Coon
Barbier
U.S. District Judge Carl Barbier announced Friday that he would sign an order that would keep millions of documents from litigation stemming from BP's Texas City oil refinery explosion confidential.
The announcement came during a status conference for the multidistrict litigation involving the Deepwater Horizon oilrig explosion and oil spill in the Gulf of Mexico.
Barbier, who presides over oil spill litigation in U.S. District Court for the Eastern District of Louisiana, drew laughter recalling how the evidence was introduced into the BP MDL.
"This is the hard drive that was deftly handed off to you?" Barbier asked Plaintiff Steering Committee attorney Steve Herman. "I believe it was a wishbone formation."
Barbier was referring to when Texas lawyer Brent Coon, wearing a brown blazer and jeans, submitted a hard drive with 7 million documents from the Texas City litigation at the end of a December status conference in the BP MDL.
At that hearing, BP attorney Andrew Langan said he learned about the documents "about five seconds ago" when Barbier asked if he was aware of their content.
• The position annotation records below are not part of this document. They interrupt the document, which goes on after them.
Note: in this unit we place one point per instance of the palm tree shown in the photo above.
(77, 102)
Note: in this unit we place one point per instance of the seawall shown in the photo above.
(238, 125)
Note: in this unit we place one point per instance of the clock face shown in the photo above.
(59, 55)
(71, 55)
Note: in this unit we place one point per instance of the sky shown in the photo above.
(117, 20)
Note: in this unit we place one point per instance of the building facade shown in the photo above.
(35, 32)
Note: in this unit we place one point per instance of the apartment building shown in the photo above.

Coon said that it was all the discovery he completed in the Texas City case which he made sure were left open to the public.
Some of the documents fall under a confidentiality order signed by Barbier in the BP MDL regarding evidence and discovery from the Texas City litigation.
BP's Texas City refinery exploded in 2005, killing 19 and injuring 170 people. Coon was part of the plaintiff leadership committee in the subsequent litigation. In 2009 the Occupational Safety & Health Administration fined BP $87 million for failing to fix safety hazards that led to the explosion.
Barbier said that the documents that are marked confidential will continue to be so, and BP reserves to right to object to the introduction of evidence based on relevance.